Over the last four years, Rovio’s Angry Birds series has built an army of fans hundreds of millions strong, and I suspect - given the arcade quick-fire nature of the core experience - that many of those devotees have never played a full-blooded role-playing game before. It feels very much like Rovio has designed its newest outing - Angry Birds Epic - with this fact in mind. Working on dual levels, Angry Birds Epic has elements that will ease newcomers into the genre’s mechanics, but smartly, Rovio hasn’t ostracised existing RPG fans in the process. There is enough here to offer veterans a challenging experience. I wouldn't call it a deep RPG, but I would say that it has depth.
RPGs are known for their storylines and Rovio has managed to create a fun narrative despite the fact the characters don't speak. It does this through awesome animation. The simple story of Green Pigs finding new and interesting ways to steal the Angry Birds’eggs unfolds through animated cutscenes that play out between chapters and events. All the birds and pigs are fantastically drawn with expressive eyes and facial features, never leaving you in doubt as to their intentions.
The level of detail and care put into the game’s animation also extends to the whole pirate themed setting of Piggy Island. Treasure chests, islands, coves, reefs, ports, grottoes, caves and much more dot the map - the majority of which is initially hidden in a fog that gradually lifts as you progress through the game.
The bulk of your time in Angry Birds Epic will be spent within its turn-based battles - once won, you unlock the next dot point on the map. Starting out in the tutorial levels with only one bird to fight with eases you into the basic mechanics. Eventually you’ll unlock additional birds until you have more than you can take into battle at any one time.
It’s at this point the game’s depth starts to reveal itself. By this stage you’ll be adept in crafting and forging magical items, weapons and shields from gathered loot, and will also be exploring the strengths and weaknesses of combining different birds in battle. All this new-found knowledge will be pitted against an imaginative array of Green Pig enemies, each of which have their own strengths and weaknesses to be countered.

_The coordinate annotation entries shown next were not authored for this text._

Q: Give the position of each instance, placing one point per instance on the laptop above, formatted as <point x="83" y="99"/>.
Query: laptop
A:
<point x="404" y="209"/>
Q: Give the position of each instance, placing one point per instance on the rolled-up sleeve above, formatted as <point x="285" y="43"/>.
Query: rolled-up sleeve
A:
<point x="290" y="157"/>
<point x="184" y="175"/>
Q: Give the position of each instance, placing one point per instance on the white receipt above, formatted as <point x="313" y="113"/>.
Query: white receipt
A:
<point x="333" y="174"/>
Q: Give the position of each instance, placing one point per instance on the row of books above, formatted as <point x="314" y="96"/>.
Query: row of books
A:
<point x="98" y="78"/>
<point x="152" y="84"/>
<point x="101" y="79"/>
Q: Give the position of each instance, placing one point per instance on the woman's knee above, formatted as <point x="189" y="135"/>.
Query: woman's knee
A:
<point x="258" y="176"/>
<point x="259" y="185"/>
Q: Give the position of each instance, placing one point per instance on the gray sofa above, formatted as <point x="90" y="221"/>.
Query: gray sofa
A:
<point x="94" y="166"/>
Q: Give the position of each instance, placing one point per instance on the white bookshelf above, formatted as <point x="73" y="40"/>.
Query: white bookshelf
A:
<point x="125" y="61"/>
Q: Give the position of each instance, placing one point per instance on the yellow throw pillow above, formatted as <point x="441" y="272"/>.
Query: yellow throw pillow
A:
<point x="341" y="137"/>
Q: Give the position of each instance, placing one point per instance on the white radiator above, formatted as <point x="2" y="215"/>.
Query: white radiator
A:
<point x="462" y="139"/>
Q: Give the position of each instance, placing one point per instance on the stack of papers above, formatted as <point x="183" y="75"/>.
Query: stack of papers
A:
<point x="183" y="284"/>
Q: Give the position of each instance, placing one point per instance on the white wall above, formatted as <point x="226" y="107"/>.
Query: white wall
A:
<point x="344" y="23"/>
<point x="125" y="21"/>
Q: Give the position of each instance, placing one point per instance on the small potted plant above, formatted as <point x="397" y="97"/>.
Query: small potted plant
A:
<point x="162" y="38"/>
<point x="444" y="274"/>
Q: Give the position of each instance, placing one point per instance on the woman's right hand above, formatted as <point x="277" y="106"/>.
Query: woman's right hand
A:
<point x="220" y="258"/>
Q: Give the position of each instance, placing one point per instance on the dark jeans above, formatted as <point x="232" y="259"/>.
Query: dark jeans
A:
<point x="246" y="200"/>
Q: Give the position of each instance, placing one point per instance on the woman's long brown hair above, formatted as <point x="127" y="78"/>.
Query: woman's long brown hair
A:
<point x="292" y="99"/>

For that half of the Angry Birds fanbase coming from casual beginnings, it may sound like an overwhelming style of play, but Rovio has built a clearly defined and scalable learning curve. Once it all starts to click, it’s satisfying to discover the tactics that work in difficult battles and snapping victory from the jaws of defeat. It’s a little like slingshotting your Angry Birds at Green Pigs structures until you finally find that sweet spot that brings the whole thing crashing down.
An example: I came up against five pigs that would come back to life two turns after I had knocked them out. Eventually I learned not to try and kill them one by one, but instead to take down their health equally, then at the end execute my Bomb Bird’s special skill - which does a great amount of damage to every enemy at once - finishing them all off together.
Thankfully, for those concerned about IAPs in a free-to-play game, I haven’t come across a battle I couldn’t win without eventually finding the right tactic. The ads that pop up after some battles do feel intrusive and I could certainly live without those, but that’s my only issue with the business model presented. In fact, I feel Rovio has done a great job making the player feel like they are always unlocking or earning something new. Even if you lose a battle, you’ll get a consolation prize.
I did find the constant chattering and squealing of the birds to be annoying and the lack of any quick and easy way to compare new items with old items is a missed chance to further streamline the experience. Navigating between the menu to decide what to forge or craft, and back to your inventory to see what you already have is not ideal.
These small issues aside, Angry Birds Epic is a fantastic new addition to the franchise that lays out the welcome mat for casual gamers to try hardcore things, while offering a solid backbone for existing RPG fans. Furthermore, I get the impression that Rovio is attempting to create a persistent universe with this offering. The map is so large and varied that once the main quest is complete, there is a huge playground available for future content.
Grab the game here.
Verdict: Rovio deserves kudos for bashing down the casual wall and inviting RPG and Angry Birds fans alike into the same space without alienating either camp. This is a polished, fun, long and satisfying experience that resists the temptation to sling IAPs at your face.